The understated soundtrack to this visual journey is particularly powerful. Made in collaboration with E. Gaynell Sherrod, the sound starts with audible breathing, intermingled with the sounds of chirping birds, buzzing insects, and leaves rustling in the wind from the immediate surroundings, immersing us in an auditory environment filled with the sound of bodies moving. As the film progresses, the breathing becomes more labored, and heartbeats thump along, making it clear that the walkers are becoming tired by the effort required to move. Intermittently, even more sounds flit in and out: grunts, the clop of horses, sighs, the clinking and dragging of chains, and even some low humming, whispering, and singing of songs/spirituals, the trudging and breathing becoming almost rhythmic. As the visuals move through space, looking here and there along the line of the trail in a kind of fog, so do the sounds, giving presence to the otherwise invisible people who made this harrowing journey.

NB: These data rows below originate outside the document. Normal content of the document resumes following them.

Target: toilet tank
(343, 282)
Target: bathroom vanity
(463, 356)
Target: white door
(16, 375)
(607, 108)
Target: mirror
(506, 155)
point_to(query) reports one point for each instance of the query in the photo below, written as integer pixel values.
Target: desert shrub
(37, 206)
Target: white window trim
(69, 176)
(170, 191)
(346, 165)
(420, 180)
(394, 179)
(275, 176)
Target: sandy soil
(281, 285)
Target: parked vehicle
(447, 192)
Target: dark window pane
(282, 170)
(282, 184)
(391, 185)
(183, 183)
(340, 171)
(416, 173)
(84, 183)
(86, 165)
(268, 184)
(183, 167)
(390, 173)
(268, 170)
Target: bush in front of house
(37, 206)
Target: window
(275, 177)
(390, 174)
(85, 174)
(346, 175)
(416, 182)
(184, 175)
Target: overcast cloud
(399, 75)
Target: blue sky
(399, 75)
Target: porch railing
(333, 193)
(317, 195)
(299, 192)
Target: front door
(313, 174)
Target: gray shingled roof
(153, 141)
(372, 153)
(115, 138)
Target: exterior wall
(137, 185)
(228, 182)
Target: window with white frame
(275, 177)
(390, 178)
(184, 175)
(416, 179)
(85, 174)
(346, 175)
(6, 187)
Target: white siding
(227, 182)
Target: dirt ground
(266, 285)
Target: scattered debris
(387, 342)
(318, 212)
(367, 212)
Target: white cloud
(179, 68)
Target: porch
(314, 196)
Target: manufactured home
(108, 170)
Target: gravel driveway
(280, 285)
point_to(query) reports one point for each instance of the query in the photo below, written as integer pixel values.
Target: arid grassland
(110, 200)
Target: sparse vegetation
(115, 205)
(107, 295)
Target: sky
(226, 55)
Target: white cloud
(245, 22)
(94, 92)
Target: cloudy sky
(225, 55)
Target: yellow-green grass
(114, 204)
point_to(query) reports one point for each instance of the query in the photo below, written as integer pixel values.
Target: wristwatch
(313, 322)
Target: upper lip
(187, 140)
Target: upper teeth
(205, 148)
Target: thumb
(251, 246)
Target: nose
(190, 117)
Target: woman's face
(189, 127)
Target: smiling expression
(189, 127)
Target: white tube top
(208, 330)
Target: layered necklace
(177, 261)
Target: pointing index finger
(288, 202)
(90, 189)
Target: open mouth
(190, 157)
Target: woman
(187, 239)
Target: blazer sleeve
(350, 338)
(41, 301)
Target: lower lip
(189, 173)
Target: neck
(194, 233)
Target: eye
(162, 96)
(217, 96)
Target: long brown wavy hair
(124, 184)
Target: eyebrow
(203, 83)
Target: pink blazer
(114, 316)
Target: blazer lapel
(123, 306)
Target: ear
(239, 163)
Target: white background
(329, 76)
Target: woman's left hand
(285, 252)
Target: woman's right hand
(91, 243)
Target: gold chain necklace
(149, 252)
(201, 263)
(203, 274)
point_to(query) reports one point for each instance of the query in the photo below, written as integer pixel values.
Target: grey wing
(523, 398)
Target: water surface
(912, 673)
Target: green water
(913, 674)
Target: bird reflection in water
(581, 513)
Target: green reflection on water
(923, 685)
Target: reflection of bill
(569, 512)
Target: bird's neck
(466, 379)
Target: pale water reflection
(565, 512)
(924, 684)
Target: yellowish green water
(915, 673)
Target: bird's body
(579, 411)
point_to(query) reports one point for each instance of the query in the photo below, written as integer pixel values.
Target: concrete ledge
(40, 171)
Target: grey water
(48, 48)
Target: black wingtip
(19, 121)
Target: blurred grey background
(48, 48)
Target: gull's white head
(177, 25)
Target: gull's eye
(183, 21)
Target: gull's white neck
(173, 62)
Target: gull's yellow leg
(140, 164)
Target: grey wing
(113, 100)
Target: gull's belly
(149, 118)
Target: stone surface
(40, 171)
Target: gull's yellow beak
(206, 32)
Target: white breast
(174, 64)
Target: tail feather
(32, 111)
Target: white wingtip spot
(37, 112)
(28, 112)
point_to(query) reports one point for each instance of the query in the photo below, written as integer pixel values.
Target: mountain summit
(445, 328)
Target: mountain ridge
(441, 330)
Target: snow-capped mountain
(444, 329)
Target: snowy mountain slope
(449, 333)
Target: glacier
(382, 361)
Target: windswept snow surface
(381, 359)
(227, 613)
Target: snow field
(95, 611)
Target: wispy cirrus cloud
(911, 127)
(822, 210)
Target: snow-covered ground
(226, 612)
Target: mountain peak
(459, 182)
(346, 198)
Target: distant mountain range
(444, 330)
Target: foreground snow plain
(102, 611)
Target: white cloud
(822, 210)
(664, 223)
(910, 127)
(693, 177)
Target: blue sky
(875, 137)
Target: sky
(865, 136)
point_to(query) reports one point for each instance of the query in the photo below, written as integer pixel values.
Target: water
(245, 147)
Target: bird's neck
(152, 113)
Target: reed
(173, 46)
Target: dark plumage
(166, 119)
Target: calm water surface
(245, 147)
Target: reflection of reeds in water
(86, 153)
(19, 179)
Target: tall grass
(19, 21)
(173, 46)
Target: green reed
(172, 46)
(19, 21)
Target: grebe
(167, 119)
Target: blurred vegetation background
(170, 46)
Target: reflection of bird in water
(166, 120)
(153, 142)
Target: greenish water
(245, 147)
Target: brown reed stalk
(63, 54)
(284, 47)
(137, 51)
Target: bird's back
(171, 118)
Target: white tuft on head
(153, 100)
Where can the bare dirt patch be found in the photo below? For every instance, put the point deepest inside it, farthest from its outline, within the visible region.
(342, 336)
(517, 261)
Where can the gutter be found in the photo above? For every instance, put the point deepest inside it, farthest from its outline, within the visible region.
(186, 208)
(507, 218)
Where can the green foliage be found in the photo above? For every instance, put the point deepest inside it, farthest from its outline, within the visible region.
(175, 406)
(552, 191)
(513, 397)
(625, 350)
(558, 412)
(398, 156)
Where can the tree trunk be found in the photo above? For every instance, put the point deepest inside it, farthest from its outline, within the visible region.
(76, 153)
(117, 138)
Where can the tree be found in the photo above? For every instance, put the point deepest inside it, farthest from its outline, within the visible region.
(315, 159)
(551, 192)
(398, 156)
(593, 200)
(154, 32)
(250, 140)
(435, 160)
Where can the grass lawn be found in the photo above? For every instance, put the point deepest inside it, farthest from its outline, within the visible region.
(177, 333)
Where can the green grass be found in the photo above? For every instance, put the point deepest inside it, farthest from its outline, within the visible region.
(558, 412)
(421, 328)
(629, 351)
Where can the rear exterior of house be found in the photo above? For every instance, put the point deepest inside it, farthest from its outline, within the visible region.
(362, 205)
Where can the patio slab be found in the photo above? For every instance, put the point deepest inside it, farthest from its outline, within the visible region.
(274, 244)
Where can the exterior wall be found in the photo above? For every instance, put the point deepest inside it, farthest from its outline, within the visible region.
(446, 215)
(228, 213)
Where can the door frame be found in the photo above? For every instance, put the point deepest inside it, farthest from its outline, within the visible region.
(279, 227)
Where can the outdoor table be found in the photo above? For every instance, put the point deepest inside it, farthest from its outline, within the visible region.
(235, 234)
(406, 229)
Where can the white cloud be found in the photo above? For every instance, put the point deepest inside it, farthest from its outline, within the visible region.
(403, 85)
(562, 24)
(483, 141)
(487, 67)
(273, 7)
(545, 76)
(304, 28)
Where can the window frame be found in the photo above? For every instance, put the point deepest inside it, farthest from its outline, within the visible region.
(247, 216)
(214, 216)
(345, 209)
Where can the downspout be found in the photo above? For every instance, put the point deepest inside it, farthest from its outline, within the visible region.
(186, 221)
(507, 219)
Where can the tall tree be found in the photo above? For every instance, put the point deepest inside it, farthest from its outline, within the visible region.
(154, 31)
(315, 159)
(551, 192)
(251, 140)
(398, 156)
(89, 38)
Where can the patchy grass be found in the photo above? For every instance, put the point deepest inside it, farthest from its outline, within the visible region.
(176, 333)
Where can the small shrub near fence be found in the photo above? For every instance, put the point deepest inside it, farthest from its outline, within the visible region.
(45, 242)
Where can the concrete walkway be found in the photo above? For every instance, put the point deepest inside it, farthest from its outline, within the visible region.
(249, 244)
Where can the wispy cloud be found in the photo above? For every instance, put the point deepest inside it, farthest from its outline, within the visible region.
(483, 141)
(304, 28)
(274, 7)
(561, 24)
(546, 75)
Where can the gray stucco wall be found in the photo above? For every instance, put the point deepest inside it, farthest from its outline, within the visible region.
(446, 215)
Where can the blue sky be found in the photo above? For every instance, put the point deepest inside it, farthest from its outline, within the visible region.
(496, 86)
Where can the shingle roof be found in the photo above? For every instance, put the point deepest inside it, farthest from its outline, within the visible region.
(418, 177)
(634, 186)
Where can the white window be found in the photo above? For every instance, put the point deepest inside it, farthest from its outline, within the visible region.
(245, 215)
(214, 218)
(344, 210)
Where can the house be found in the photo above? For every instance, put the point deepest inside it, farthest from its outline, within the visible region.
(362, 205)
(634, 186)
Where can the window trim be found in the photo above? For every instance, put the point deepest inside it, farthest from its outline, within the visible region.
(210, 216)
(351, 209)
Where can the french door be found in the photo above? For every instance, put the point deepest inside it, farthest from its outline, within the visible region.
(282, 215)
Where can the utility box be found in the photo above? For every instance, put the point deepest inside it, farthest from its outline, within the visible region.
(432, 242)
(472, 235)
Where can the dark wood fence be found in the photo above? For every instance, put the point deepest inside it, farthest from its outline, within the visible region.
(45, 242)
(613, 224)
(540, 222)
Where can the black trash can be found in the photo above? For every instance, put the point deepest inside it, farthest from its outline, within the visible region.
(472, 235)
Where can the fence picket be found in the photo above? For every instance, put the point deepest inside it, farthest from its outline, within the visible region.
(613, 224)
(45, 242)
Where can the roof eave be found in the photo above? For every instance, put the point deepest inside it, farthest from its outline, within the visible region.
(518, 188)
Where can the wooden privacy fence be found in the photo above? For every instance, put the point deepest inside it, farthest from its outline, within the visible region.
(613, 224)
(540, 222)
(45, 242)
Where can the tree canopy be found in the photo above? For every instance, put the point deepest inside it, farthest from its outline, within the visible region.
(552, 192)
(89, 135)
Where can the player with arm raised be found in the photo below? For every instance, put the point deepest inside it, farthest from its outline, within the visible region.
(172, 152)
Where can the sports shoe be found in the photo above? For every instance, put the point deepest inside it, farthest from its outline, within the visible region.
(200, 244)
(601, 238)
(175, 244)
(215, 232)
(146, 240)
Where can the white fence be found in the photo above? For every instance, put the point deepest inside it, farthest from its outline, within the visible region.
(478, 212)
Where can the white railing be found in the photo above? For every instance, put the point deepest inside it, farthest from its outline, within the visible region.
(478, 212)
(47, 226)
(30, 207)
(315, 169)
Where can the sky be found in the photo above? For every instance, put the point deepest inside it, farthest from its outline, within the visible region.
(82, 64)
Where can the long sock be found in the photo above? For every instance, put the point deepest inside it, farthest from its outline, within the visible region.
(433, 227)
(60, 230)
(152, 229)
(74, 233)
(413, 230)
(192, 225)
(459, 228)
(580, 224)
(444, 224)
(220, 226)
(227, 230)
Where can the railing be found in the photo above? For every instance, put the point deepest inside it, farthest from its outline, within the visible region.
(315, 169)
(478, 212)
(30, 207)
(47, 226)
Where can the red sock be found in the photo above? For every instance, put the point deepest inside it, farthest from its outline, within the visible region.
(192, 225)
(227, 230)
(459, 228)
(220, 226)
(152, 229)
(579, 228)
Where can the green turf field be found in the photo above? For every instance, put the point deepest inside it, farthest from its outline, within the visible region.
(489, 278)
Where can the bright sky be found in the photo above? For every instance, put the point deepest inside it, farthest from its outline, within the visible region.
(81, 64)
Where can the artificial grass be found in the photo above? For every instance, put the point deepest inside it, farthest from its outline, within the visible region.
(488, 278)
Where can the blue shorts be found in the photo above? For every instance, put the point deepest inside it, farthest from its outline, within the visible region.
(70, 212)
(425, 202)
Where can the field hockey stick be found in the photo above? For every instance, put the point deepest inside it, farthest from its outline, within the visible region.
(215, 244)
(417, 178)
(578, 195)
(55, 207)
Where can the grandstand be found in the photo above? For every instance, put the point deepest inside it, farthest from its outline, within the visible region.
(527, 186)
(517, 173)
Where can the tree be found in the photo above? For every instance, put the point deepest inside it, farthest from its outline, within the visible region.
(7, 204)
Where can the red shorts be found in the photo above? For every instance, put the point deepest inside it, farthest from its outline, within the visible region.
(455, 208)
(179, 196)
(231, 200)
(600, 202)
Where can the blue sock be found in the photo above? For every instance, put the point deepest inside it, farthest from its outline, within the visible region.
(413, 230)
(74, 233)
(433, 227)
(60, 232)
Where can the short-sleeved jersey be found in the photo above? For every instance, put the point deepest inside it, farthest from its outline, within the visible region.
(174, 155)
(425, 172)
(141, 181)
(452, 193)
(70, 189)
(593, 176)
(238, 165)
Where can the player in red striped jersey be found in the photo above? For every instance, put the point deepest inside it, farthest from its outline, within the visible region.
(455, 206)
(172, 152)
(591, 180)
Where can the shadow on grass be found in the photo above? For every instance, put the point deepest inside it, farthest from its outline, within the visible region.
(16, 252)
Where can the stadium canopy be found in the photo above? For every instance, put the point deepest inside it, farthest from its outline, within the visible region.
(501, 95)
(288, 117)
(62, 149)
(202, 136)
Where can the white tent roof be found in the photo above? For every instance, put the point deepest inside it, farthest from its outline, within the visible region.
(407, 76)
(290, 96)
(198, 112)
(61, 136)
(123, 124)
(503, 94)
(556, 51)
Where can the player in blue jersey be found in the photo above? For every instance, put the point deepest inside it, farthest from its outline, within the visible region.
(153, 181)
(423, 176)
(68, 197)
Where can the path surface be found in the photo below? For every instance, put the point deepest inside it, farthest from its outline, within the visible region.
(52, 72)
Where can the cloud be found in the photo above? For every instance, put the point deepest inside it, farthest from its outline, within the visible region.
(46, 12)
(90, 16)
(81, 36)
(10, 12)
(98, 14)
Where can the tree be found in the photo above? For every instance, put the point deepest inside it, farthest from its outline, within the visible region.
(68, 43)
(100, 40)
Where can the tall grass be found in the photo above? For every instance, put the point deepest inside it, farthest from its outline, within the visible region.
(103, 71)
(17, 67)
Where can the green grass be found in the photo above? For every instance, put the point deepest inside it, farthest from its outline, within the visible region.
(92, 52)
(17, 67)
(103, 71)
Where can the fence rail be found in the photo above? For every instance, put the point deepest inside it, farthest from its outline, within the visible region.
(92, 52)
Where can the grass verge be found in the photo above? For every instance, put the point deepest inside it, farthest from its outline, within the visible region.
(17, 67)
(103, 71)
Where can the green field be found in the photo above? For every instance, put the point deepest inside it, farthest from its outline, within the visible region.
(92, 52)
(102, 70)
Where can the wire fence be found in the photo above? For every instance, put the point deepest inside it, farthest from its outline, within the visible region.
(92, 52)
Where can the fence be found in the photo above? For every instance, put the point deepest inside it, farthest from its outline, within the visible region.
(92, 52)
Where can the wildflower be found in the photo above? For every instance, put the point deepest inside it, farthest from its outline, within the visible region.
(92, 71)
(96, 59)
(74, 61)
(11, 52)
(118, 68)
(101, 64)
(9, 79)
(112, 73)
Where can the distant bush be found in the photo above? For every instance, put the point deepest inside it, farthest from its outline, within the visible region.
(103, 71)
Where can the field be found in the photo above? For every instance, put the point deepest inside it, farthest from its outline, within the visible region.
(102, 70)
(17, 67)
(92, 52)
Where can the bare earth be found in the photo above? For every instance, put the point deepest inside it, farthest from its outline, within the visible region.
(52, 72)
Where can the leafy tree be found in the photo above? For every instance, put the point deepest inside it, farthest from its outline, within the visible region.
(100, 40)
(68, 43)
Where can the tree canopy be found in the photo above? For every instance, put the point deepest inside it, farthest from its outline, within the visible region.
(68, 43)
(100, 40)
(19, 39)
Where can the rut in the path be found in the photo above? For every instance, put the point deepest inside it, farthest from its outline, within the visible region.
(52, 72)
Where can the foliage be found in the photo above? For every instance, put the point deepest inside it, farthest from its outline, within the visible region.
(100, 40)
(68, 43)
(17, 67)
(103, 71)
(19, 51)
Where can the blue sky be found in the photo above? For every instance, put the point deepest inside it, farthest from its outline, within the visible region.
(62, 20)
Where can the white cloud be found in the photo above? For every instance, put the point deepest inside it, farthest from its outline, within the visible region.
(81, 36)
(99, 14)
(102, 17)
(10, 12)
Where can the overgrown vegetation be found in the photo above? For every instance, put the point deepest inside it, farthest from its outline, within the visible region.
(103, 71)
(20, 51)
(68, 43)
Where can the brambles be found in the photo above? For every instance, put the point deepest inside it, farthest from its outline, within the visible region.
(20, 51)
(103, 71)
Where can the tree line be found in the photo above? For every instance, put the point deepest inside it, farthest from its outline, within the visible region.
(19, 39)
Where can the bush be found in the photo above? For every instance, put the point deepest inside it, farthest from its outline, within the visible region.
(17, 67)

In all three of Bey’s projects, he has taken the conceptual position that the land (or the ground itself) holds and communicates memories, and that if he is patient enough to attentively observe and listen, it will reveal its histories and the enduring presence of ancestors. Like Sally Mann’s haunting images of Civil War battlefields, Bey’s meditatively brooding photographs (and films) excavate the past and act as contemporary witness to its overlooked traumas. In revisiting these historical sites, he is, in a sense, deliberately and purposefully re-envisioning them, seeing them anew through the lens of the past and re-establishing them as places of remembrance and reflection. This process of compassionate re-engagement doesn’t dilute the agonies that he finds in these locations, but amplifies their now faint resonances so we can better hear (and see) them. “Stony the Road” is a fitting endpoint to his three-part project, returning us to the very beginning of the Black experience in America and asking the land itself to be a truth teller.
Collector’s POV: The prints in this show start at $35000 and then rise in increments of $5000 as the prints sell. The video work is priced at $80000. Bey’s work has only begun to surface in the secondary markets in recent years, with prices for the few lots that have sold ranging from roughly $2000 to $51000.